Expression of Dead Pol η stimulates homologous recombination and results in CFS instability. (A) Pol η (green), γH2AX (red), BRCA1 (red), and Rad51 (red) foci formation were revealed by immunofluorescence in U2OS cells transiently transfected with pcDNA-Flag-Dead Pol η. Triton preextraction was performed before fixation. Images obtained from confocal analysis show the colocalization of each protein with Dead Pol η. Bars, 10 µM. (B) Sister chromatid exchange analyses in U2OS cells transiently transfected with pcDNA (empty vector), pCDNA-Flag-WT Pol η, or pcDNA-Flag-Dead Pol η cells were labeled with BrdU for 45 h and treated with Karyomax for 3 h. Metaphases were spread on a glass slide and stained with Hoechst as described in Materials and methods. Differential incorporation of BrdU in each chromatid is obtained after DAPI staining and sister chromatid exchange (noted with arrows; bar, 10 µM) is scored (>3,000 chromosomes, 3 independent experiments). Standard deviations are indicated by error bars. The statistical significance was assessed using t test; *, P = 0.042. (C) Quantification and illustration of the expression of the common fragile site FRA7H (translocations, amplifications, deletions) analyzed by FISH in WT and Dead Pol η–expressing U2OS cells (3 experiments; n > 20 metaphases; standard deviations are indicated by error bars). The statistical significance was assessed using t test; *, P = 0.017. Red, FRA7H probe; green, chromosome 7 centromeric probe.
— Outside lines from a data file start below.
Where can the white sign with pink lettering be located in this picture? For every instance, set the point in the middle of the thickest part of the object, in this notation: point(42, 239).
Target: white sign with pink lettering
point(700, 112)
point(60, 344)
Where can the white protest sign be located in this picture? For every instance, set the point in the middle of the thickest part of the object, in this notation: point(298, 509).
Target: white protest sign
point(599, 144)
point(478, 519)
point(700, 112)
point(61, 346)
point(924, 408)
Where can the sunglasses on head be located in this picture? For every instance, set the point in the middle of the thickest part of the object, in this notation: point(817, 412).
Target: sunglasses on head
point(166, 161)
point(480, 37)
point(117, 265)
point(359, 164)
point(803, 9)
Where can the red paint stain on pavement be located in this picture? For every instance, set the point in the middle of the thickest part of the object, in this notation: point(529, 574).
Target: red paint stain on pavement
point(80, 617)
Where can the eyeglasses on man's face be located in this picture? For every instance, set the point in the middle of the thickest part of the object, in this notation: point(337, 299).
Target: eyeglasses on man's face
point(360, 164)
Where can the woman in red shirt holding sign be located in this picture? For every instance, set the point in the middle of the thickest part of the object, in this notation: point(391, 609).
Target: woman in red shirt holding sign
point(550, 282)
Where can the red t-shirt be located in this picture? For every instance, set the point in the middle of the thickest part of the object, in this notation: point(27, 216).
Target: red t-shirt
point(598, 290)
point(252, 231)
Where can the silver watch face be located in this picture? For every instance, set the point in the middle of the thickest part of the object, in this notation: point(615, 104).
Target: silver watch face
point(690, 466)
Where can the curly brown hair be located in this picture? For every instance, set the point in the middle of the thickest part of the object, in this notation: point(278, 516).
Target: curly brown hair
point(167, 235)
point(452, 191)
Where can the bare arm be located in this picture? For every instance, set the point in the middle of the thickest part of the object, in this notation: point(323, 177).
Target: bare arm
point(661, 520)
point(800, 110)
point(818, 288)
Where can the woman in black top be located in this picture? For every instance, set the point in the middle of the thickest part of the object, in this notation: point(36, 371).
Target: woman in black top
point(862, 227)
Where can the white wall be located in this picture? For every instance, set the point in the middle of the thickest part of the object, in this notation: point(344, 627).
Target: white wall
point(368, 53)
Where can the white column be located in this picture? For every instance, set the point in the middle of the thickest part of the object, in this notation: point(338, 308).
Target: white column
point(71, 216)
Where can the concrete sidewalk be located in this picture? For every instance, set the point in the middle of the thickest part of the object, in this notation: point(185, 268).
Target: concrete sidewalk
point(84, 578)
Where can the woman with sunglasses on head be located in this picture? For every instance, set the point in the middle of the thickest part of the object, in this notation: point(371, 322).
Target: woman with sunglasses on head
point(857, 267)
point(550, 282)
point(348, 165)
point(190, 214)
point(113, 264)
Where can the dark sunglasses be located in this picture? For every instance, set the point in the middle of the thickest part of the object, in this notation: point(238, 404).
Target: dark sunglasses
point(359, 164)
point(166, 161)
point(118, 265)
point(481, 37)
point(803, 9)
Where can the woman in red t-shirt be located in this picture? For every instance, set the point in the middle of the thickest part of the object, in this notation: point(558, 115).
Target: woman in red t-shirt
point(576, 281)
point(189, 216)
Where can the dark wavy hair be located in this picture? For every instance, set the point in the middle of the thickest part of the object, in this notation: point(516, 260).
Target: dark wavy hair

Bar, 10 µM (2 µM, insets).

Figure 6.

A model for the role of Pol η at stalled forks within CFS. In particular structured DNA containing subregions of CFSs that impede fork progression, slowdown or arrest of the replicative DNA polymerases causes partial functional uncoupling of the MCM helicase and the stalled replicative DNA polymerase activities, resulting in production of short stretches of ssDNA. In DNA sequences able to adopt stable secondary structures, intramolecular folding could be formed. (A) In wild-type cells, Pol η is recruited and can perform DNA synthesis through these structures, preventing unresolved replication intermediates. (B) In the absence of Pol η, this DNA synthesis through non-B DNA can be partially rescued by alternative factors (left), but a subpopulation of stalled forks escape to this rescue pathway, generating under-replicated ssDNA after further uncoupling between polymerases and helicases in a checkpoint-blind manner, which persists into mitosis (right). (C) In the presence of inactive Dead Pol η, no DNA synthesis through structured DNA is possible by endogenous Pol η or alternative factors, causing persistent fork stalling, increased uncoupling, ssDNA accumulation, and activation of the replication checkpoint or fork collapse.